Help with Equation involving BiLaplace

[mariuspop]

hello
i have a partial differentiation equation that look like this:

$$c_{1}\frac{\partial^{4}u}{\partial x^{4}}+c_{2}\frac{\partial^{4}u}{\partial x^{3}\partial y}+c_{3}\frac{\partial^{4}u}{\partial x^{2}\partial y^{2}}+c_{4}\frac{\partial^{4}u}{\partial x\partial y^{3}}+c_{5}\frac{\partial^{4}u}{\partial y^{4}} = s$$


as u can se we have the bilaplace operator in 2 directions and those two terms that makes the eq. a bit heavier
s - is the source, c 1...5 - constants,
also we have boundary conditions
but
at this moment i m interested in finding a numerical solution to the above eq.
i tried with polynomial approximation, but i got stuck while concerning
$$\frac{\partial^{4}u}{\partial x^{3}\partial y}$$
and
$$\frac{\partial^{4}u}{\partial x\partial y^{3}}$$

can someone help?
or
if possible can u recommend some books
thanks in advance

ps: my approach was done considering a 4 degree polynomial eq:
$$u = a+bx+cx^{2}+dx^{3}+ex^{4}$$
in the $$u_{i}$$ 's vicinity
therefore we have $$u_{i-2}, u_{i-1}, u_{i+1}, u_{i+2}$$ as neighbors

$$u_{xxxx} = 24e$$
and
$$e = \frac{1}{24h^{4}}(u_{i+2}-8u_{i+1}+14u_{i}-8u_{i-1}+u_{i-2})$$

so $$u_{xxxx} = 24e$$

how can i find $$u_{xxxy}, u_{xyyy} & u_{xxyy}$$

 

[Nino MMP]

?The best way to find the partial derivatives is to use a numerical method like finite differences.

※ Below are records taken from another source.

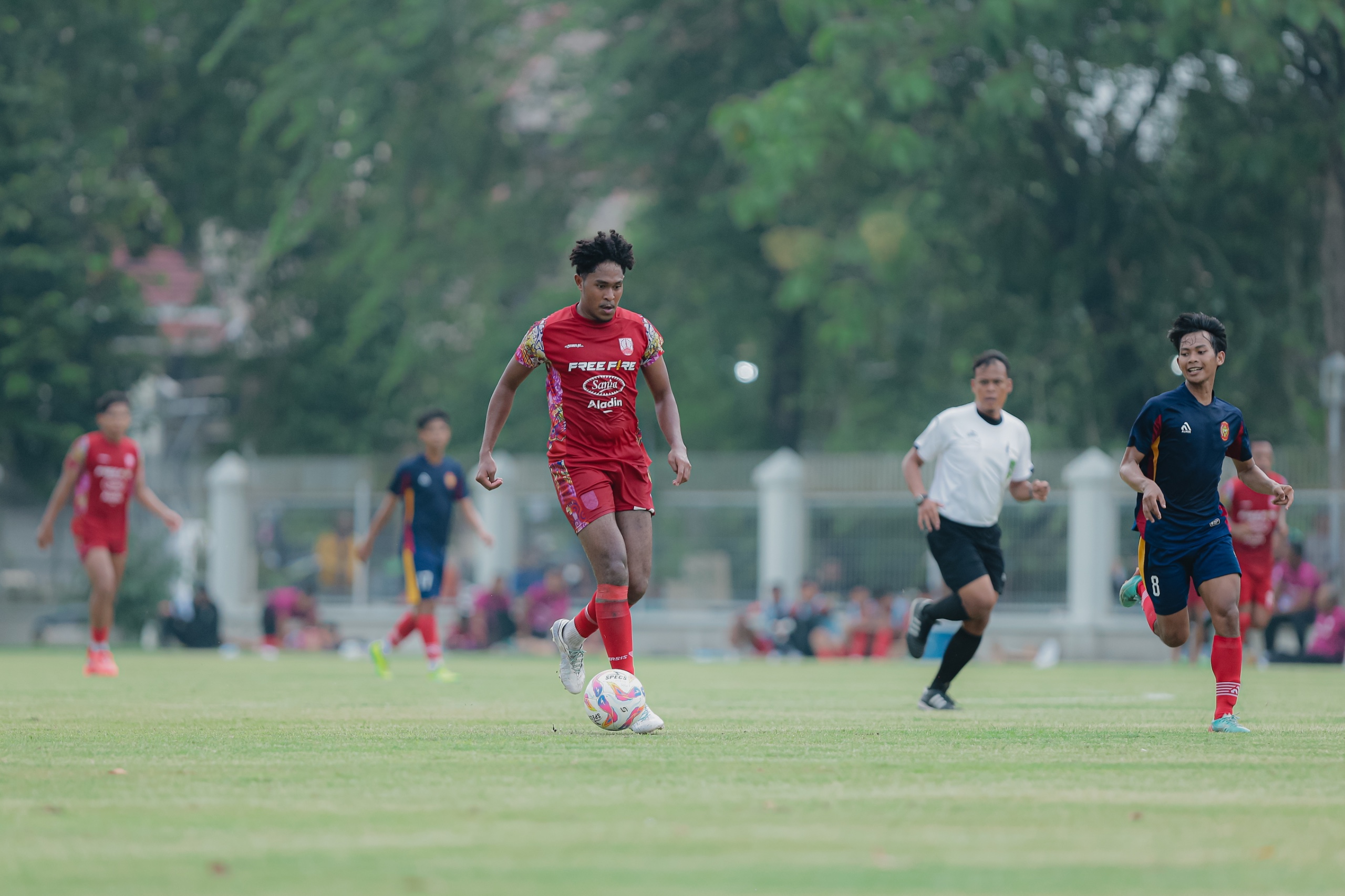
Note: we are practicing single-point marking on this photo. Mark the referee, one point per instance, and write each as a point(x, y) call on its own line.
point(977, 450)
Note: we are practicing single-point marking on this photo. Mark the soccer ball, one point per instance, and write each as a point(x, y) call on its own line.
point(614, 699)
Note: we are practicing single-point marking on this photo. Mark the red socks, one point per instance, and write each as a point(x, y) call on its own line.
point(614, 621)
point(1226, 658)
point(585, 622)
point(404, 627)
point(429, 634)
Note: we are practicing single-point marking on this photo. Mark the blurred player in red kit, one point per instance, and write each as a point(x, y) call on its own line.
point(1255, 521)
point(104, 471)
point(594, 353)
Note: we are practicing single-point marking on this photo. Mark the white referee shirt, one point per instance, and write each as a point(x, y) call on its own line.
point(974, 462)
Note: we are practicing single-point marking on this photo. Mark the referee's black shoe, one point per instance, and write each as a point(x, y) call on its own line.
point(935, 699)
point(918, 630)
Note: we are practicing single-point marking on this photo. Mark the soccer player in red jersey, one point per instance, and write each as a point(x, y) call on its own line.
point(594, 351)
point(1254, 521)
point(102, 468)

You can use a four-point stencil (using 4 points around the center point u_{i}) to approximate the derivatives. For example, for u_{xxxx} you can use the following formula:u_{xxxx} = \frac{1}{h^{4}}(-u_{i-2} + 16u_{i-1} -30u_{i} + 16u_{i+1} - u_{i+2}) You can also use the same formula to approximate u_{xxxy}, u_{xyyy} and u_{xxyy}, but with different coefficients. For example, for u_{xxxy} you can use the following formula:u_{xxxy} = \frac{1}{h^{4}}(-u_{i-2,j} + 16u_{i-1,j} -30u_{i,j} + 16u_{i+1,j} - u_{i+2,j}) where j is the index of the y-direction. You can find more information about numerical methods for partial differential equations in books like "Numerical Methods for Partial Differential Equations" by Kincaid and Cheney.